Without warning the door swung open and a woman tall enough to tower over any man stepped into the room. She wore the uniform of the duke's personal guard—­no visible weapons, but Charlie knew she was a walking arms factory. She probably outweighed most men, but on that tall frame she was a thin beauty. Her skin was a deep olive hue, and her pale blue eyes stood out like beacons in a starless universe. But her most striking feature was her snow-­white hair, not yellow-­blond, but bone-­white, woven into a single braid that hung down her back. And when she stepped forward she walked with the gait of a predatory animal.

A Kinathin
bre
ed warrior
, her prototype had been genetically engineered several hundred years ago with the intent of producing the perfect bodyguard, and through the centuries the strain had bred true. Her name was Add'mar'die, but she was only half of the equation. Knowing she was waiting, and almost as a reflex, Charlie unobtrusively signaled to her in breed handspeak.

No danger here.

She nodded and scanned the room quickly, then called through the open door in breed-­tongue, “He is no taller, sister.”

Another woman, identical to the first, stepped through the door. Add'mar'die's twin, Ell'mar'kit, looked down on Charlie and shook her head. “And I had hoped he'd grow a bit.”

Perhaps because the three of them had grown up together, Charlie was the only person alive who could tell them apart, though not even he knew how he did it. The twins had been the closest thing he'd had to big sisters.

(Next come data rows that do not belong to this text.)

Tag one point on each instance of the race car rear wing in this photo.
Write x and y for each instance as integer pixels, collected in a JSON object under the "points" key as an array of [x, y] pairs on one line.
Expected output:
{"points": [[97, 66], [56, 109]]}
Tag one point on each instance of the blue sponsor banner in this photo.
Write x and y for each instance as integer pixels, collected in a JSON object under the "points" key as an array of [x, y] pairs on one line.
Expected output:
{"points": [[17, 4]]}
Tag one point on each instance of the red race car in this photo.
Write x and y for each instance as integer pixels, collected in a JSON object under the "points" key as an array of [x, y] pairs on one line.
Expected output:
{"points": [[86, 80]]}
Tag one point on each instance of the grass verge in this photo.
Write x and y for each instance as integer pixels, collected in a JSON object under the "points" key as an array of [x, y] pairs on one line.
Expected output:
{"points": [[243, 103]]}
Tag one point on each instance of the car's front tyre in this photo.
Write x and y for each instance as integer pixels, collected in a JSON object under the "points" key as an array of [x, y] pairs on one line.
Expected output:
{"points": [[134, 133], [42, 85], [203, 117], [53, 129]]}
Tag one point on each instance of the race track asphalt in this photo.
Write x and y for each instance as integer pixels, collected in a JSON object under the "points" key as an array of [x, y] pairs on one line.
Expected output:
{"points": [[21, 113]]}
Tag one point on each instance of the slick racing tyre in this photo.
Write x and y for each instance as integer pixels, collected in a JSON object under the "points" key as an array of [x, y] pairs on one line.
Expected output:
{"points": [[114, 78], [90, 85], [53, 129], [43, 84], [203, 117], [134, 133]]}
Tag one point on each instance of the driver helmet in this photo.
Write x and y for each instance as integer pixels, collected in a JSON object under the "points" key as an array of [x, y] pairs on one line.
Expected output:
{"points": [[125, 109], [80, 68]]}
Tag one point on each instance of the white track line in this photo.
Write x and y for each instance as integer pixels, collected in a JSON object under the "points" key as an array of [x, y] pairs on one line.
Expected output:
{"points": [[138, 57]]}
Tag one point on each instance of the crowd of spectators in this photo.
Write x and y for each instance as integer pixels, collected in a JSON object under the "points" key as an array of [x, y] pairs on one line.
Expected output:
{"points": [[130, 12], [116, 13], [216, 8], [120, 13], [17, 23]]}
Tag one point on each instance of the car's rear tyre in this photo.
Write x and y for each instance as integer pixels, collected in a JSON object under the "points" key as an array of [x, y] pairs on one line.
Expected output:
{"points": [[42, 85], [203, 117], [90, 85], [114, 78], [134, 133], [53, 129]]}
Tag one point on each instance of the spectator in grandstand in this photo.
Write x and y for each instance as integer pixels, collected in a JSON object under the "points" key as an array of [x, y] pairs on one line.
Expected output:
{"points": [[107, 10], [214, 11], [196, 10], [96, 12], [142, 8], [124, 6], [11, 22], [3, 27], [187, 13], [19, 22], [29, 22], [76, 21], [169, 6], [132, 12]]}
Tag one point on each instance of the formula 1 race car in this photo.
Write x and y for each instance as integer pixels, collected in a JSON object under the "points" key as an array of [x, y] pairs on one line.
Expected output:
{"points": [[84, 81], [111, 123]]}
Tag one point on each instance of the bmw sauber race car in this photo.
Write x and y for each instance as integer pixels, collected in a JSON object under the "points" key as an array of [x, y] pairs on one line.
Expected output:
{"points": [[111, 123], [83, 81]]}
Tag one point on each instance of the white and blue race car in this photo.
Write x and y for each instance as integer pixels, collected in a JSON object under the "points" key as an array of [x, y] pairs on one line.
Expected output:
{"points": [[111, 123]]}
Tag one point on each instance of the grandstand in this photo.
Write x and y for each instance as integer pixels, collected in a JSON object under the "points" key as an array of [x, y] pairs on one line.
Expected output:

Charlie shrugged, leered at both of them and said in breed-­tongue, “I prefer my women a bit shorter.”

Cesare stepped through the door on Ell'mar'kit's heels, with Delilah, Seth, Roger, and Roacka behind him. Charlie's leg was stiff, and though it protested painfully he lowered himself to one knee. Cesare tried to spare him. “Stand,” he said impatiently.

This was a meeting Charlie had both desired and dreaded for five years. He bowed his head and closed his eyes, and Arthur's ghost hovered in his thoughts. “I said stand, Charlie.”

Charlie shook his head. “But it's from one knee that I must beg your forgiveness, My Lord.”

“For what?” Cesare demanded, a touch of anger in his voice. “Because you disobeyed my orders at Solista?” Cesare shrugged coldly. “You spotted a lucky opportunity and the trap you sprang on the Syndonese high command turned the tide of that battle, and that battle turned the tide of the war. We were losing before Solista.”

Charlie would never forget Solista. He had relived it a thousand times, the ship's hull thrumming like a kettledrum as enemy shells slammed into it, allship blaring the abandon ship order, Arthur unconscious in his arms, his tunic soaked with blood, the air fouled by ozone and burning insulation. “I tried to get him to a lifeboat,” Charlie said. “I don't even remember losing consciousness myself. All I remember was that I was carrying him down a corridor, and then the next thing I knew I woke up in a lifeboat. Can you ever forgive me?”